The charity said Monday the anonymous benefactor placed the diamond ring — valued at $1,850 — and her wedding band in one of the kettles placed outside Boston’s North Station last week.
It says the rings were accompanied by a note in which the woman said she hoped they would be sold and the money used to buy toys for needy children. She said her husband always had a giving spirit — especially at Christmastime.
“To honor his memory, I donate this ring. I’m hoping there’s someone out there who made lots of money this year and will buy the ring for 10 times its worth. After all, there’s no price on love or the sentimental value of this ring. But money will help the kids. May everyone have a Merry Christmas, Happy Holidays and Happy New Year!” her note read.
Salvation Army Major David Davis said Monday the “incredible” donation warmed the hearts of bell-ringers and other volunteers.

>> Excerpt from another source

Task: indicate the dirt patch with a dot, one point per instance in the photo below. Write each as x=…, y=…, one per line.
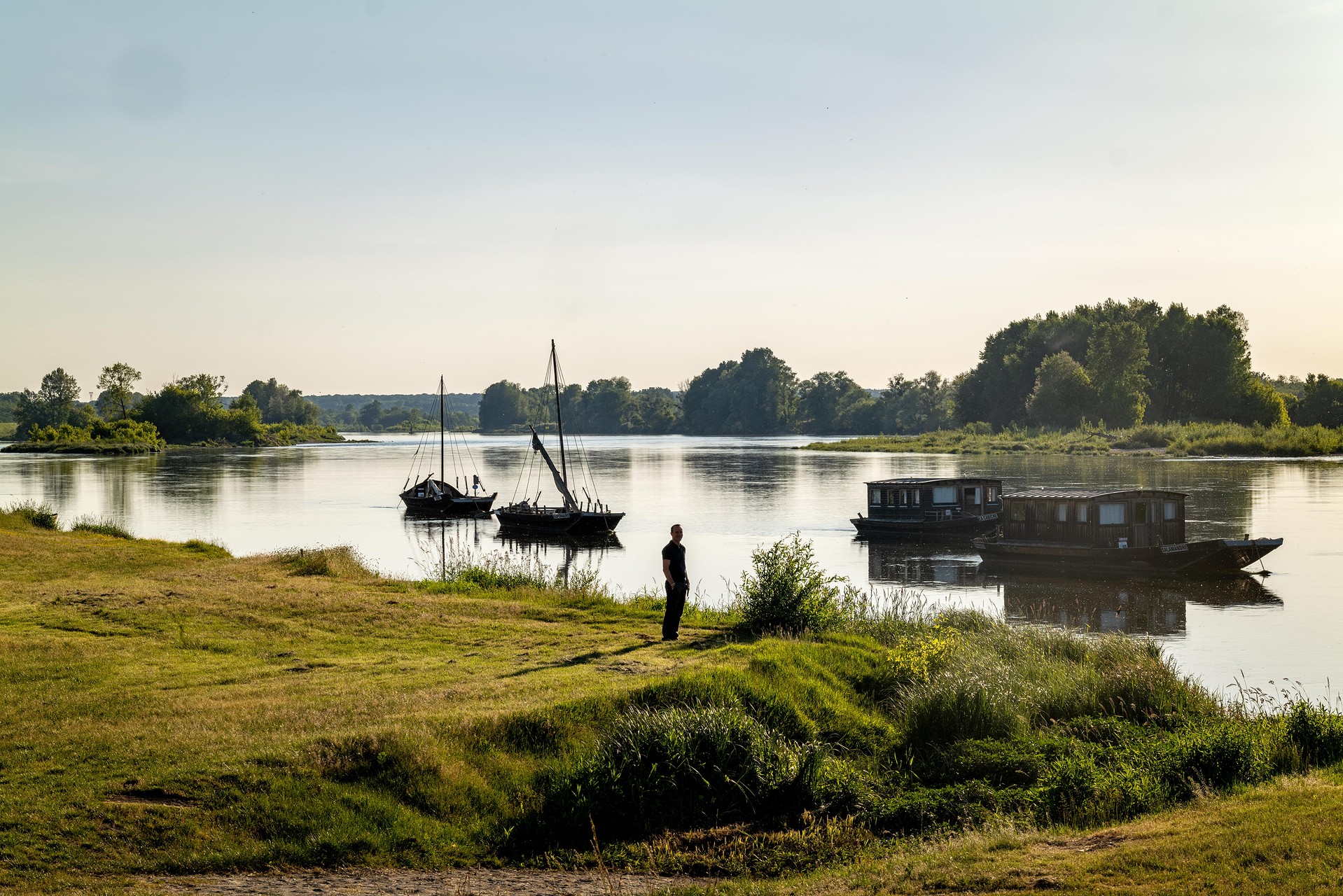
x=475, y=881
x=1100, y=840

“We’re so moved and incredibly grateful to the generous individual who made such a loving and kind donation,” Davis said. “This heartwarming gift boosts all of our staff, bell-ringers and volunteers.”
The Salvation Army says the red kettles date to 1891, when Salvation Army Capt. Joseph McFee wanted to help feed the needy in San Francisco. The containers were modeled after those McFee saw at ferry landings in Liverpool England, where people would sit with small kettles and collect spare change from travelers.